If he does just that, Van Dijk will have easily played his most minutes in a single campaign for the club, surpassing his current best of 4,620, achieved in his first season back from ACL surgery in 2021/22.
It is, without a doubt, incredibly impressive how consistent and reliable the No. 4 has been throughout his Anfield career, and it is down to his unwavering professionalism.
“Obviously staying fit is a big thing in my way of life and in order to do that, you obviously need to make sure you eat well, rest well,” he told Rio Ferdinand in 2024.
“I’ve got a little team around me that makes sure that that’s the case. I think that if you want to stay at the top, that’s definitely a major thing.”
On what his team looks like, he explained: “Chef, fitness coach obviously, massage, treatment, those are the main things basically.”
Van Dijk is committed to his routine irrespective of Liverpool’s travelling schedule, with meditation, breathing exercises, ice baths, sauna visits and swimming all habitually practised.
It ensures his name can be listed among the starting XI multiple times in the same week, but there has been a noticeable shift under Arne Slot‘s tutelage.

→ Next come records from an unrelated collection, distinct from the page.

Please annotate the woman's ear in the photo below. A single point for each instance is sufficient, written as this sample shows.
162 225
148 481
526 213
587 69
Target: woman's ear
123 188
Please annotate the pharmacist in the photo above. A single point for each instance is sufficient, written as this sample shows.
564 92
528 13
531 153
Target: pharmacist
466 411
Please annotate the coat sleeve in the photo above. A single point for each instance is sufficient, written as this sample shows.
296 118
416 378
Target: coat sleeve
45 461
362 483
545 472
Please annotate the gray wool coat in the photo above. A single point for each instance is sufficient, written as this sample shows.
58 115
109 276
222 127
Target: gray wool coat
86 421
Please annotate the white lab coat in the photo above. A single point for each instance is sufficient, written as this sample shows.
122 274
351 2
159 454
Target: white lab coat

Virgil Van Dijk Dependency: Minutes Under Arne Slot
Since Arne Slot took over in the summer of 2024, Virgil van Dijk has been the mainstay in the side, featuring in almost every competitive minute available.
Total Available: 9,300 mins
Current: 8,478 mins
Utilization: 91.2%
Van Dijk has been involved in 94 of Slot’s 103 fixtures to date.
In Jurgen Klopp‘s final three seasons, Van Dijk was left out for a combined 33 games, only 13 due to injury, illness or suspension, with the need to rest the Dutchman a priority for the German.
Under Slot, however, Van Dijk has not been involved in only nine of the Reds’ 103 fixtures, otherwise playing a total of 8,478 minutes of a possible 9,300 in all competitions.
That is equivalent to 91.2 percent of the Dutchman’s Anfield tenure.
The reliance on Van Dijk is expected and understandable, but it underlines the shortcomings of Liverpool’s squad and the risks the club are taking.
Liverpool planning for life after Van Dijk: Successors and squad depth

Slot has had his hands tied in some respect when opportunities to rest Van Dijk have come, thanks to injuries to Giovanni Leoni, Conor Bradley, Joe Gomez and Jeremie Frimpong throughout the campaign.
He has been reliant on Van Dijk and Ibrahima Konate, who has also not missed a game due to injury this season, in central defence, with Gomez managed due to his injury record and the issues plaguing right-back.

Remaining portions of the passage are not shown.